Menu Side Navigation Close

"The idea for the Iacocca Institute at Lehigh University emerged from the questions, How do you go about building global leadership? How do you demonstrate to people from different worlds that their commonalities are greater than their differences?" —Lee Iacocca

About the Iacocca Institute

In partnership with Lee Iacocca ’45, Lehigh University founded the Iacocca Institute in 1988 to help prepare the next generation of leaders to thrive in a global economy, with the belief that successful leadership in the 21st century would require a deep understanding of different cultures and countries and comfort working across boundaries and borders.

In 1997, the Institute launched its flagship program: the Global Village, an immersive intercultural learning experience focused on global business and leadership skills. The Global Village brings university students and professionals from around the world to Lehigh for five weeks each summer to learn how to work across cultures and lead in a global community. Today, the Global Village alumni network now includes more than 2,500 successful leaders from 135 countries.
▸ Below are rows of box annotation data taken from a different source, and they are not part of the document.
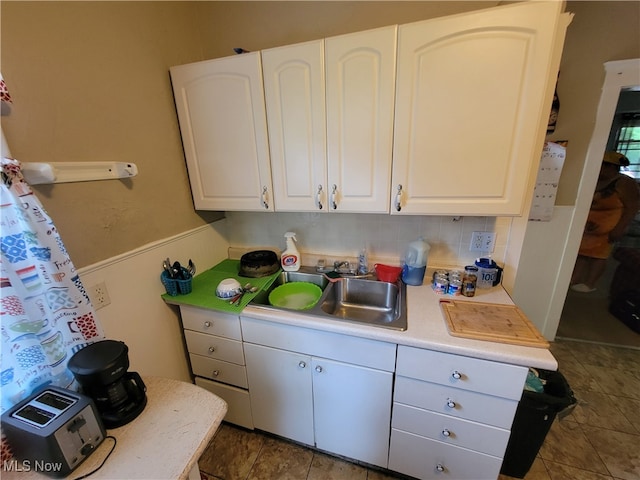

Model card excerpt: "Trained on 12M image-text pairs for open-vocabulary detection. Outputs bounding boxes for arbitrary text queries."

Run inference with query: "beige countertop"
[1,377,227,480]
[242,284,558,370]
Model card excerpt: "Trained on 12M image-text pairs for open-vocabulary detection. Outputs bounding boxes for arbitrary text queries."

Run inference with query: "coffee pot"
[68,340,147,428]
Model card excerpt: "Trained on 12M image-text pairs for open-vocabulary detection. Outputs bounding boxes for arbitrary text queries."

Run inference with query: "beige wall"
[0,2,222,267]
[0,1,497,267]
[0,1,640,267]
[549,1,640,205]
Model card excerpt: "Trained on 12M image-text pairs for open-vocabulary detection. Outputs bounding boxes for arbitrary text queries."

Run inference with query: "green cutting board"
[162,259,280,313]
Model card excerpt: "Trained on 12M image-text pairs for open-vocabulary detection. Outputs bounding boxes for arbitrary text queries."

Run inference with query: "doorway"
[557,86,640,348]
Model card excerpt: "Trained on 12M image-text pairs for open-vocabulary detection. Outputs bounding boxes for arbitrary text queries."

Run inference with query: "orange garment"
[578,177,624,259]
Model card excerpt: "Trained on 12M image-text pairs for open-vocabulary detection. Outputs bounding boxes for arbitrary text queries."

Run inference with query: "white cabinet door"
[171,53,273,211]
[262,40,327,211]
[312,358,393,468]
[391,2,561,215]
[244,343,314,445]
[325,25,397,213]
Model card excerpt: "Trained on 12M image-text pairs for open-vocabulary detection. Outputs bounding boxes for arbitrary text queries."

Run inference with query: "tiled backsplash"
[225,212,512,268]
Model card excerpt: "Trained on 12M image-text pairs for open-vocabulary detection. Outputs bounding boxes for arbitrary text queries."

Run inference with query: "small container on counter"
[461,265,478,297]
[433,275,449,295]
[447,278,462,296]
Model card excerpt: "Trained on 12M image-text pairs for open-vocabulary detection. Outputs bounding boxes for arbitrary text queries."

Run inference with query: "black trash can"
[500,370,576,478]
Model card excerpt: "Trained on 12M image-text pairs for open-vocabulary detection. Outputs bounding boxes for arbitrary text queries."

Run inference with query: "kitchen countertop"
[165,266,558,370]
[2,377,227,480]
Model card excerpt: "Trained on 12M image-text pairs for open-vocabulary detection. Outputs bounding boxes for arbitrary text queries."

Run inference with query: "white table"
[0,377,227,480]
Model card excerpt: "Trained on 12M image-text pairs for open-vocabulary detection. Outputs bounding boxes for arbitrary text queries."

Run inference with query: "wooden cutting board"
[440,299,549,348]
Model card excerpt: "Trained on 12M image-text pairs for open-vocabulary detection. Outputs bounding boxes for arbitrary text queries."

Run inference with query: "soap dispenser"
[402,237,431,285]
[280,232,300,272]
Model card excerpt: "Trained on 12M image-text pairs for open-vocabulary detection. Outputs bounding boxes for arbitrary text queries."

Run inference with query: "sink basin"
[251,267,407,330]
[320,278,406,328]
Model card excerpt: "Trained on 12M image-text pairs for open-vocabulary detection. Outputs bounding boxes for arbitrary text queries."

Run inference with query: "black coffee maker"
[68,340,147,428]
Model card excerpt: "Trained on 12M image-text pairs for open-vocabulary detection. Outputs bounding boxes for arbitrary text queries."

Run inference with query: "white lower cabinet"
[388,346,527,480]
[180,305,253,428]
[242,317,396,468]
The Iacocca Institute has used the success of the Global Village to launch the Iacocca Global Entrepreneurship Intensive, for American and international high school students, and Global Village on the Move, which works with global partner organizations to bring programs to cities around the world. The Institute also works with partner organizations around the world to develop custom programs. For example, in 2017, the Iacocca Institute hosted 25 emerging young professionals from 16 African nations through the Mandela Washington Fellowship for Young African Leaders.

In 2011, Iacocca continued his commitment to international education with the launch of the Iacocca International Internship Program, fully funded internships that allow Lehigh University students to work or do research overseas for six to 12 weeks each summer. More than 500 students have received internships since the program’s founding.

THE IACOCCA LEGACY

Lido Anthony “Lee” Iacocca was born in Allentown, Pennsylvania, in 1924, three years after his parents emigrated from Italy. He studied industrial engineering at Lehigh University, graduating in 1945. He then received a Wallace Memorial Fellowship to Princeton University.

Iacocca started working at Ford Motor Company in 1946, quickly rising through the ranks to become general manager in 1960 and president in 1970. Under his leadership, Ford introduced several successful models, including the iconic Mustang. Despite his successes, Iacocca frequently clashed with Henry Ford II and was ultimately fired in 1978. Within months, he was hired as the president of the Chrysler Corporation, which was on the verge of bankruptcy. He restructured the company and oversaw new projects like the Dodge Caravan, the first minivan. Within five years, he turned the company around and landed on the cover of Time magazine for the second time in his career. He retired as chief executive of Chrysler in 1992.

Throughout his life, Iacocca has believed in the importance of giving back. He chaired the Statue of Liberty-Ellis Island Foundation, raising funds to restore the two monuments, and following the death of his wife Mary from diabetes in 1983, he established the Iacocca Foundation with his daughters Kathryn and Lia to support diabetes research. He has devoted his retirement to finding a cure for the disease. In the 1980s, he led the university’s campaign to acquire property from Bethlehem Steel that would become the Mountaintop Campus. The university named Iacocca Hall in his honor and launched the Iacocca Institute, cementing Iacocca’s legacy as a passionate supporter of Lehigh’s efforts to develop globally competent leaders.